— Je l’épouse seulement pour son argent. Il n’imagine même pas que je ne l’aime pas vraiment.
Claire souriait en parlant au téléphone.
Elle ignorait que Julien venait de s’arrêter derrière la porte entrouverte.
Il était venu la chercher avant le début de la cérémonie.
Puis il avait entendu cette phrase.
Claire poursuivit :
— Après le mariage, tout sera beaucoup plus simple. Il faut seulement qu’il continue à me faire confiance.

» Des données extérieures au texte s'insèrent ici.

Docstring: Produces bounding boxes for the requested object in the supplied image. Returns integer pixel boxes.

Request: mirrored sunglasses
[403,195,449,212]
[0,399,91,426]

Elle raccrocha tranquillement.
Lorsqu’elle se retourna, elle aperçut Julien.
Son visage se décomposa.
— Julien…
— Depuis combien de temps es-tu là ?
— Assez longtemps.
Claire tenta de s’approcher.
— Ce n’est pas ce que tu crois.
— Alors explique-moi ce que je viens d’entendre.
Après quelques secondes de silence, Claire reconnut qu’au début de leur relation, la situation financière de Julien avait joué un rôle important.
Mais elle affirma que ses sentiments avaient ensuite changé.
Julien posa alors une autre question :
— Et pourquoi as-tu dit qu’il fallait seulement que je continue à te faire confiance ?
Claire ne répondit pas immédiatement.
Julien pensa aux documents qu’elle lui avait récemment demandé de signer après leur mariage, concernant certains investissements et biens familiaux.
Il ne l’accusa de rien.
Mais il prit une décision.
— Je ne signerai aucun document avant de l’avoir fait examiner indépendamment. Et aujourd’hui, je ne peux pas t’épouser.
La cérémonie fut suspendue.
Plus tard, Julien fit vérifier les documents. Certaines clauses auraient pu modifier des droits financiers importants et méritaient d’être discutées clairement avant toute signature.
Claire reconnut finalement qu’elle avait commencé cette relation avec de mauvaises intentions, même si elle affirmait être réellement tombée amoureuse ensuite.
Pour Julien, cela ne suffisait plus à réparer immédiatement la confiance détruite.
Il ne chercha pas à se venger.
Il partit simplement.
Claire pensait qu’il ne lui restait que quelques minutes avant de devenir sa femme. Elle ignorait qu’une seule conversation venait de lui faire perdre ce qu’aucun argent ne pouvait acheter : sa confiance.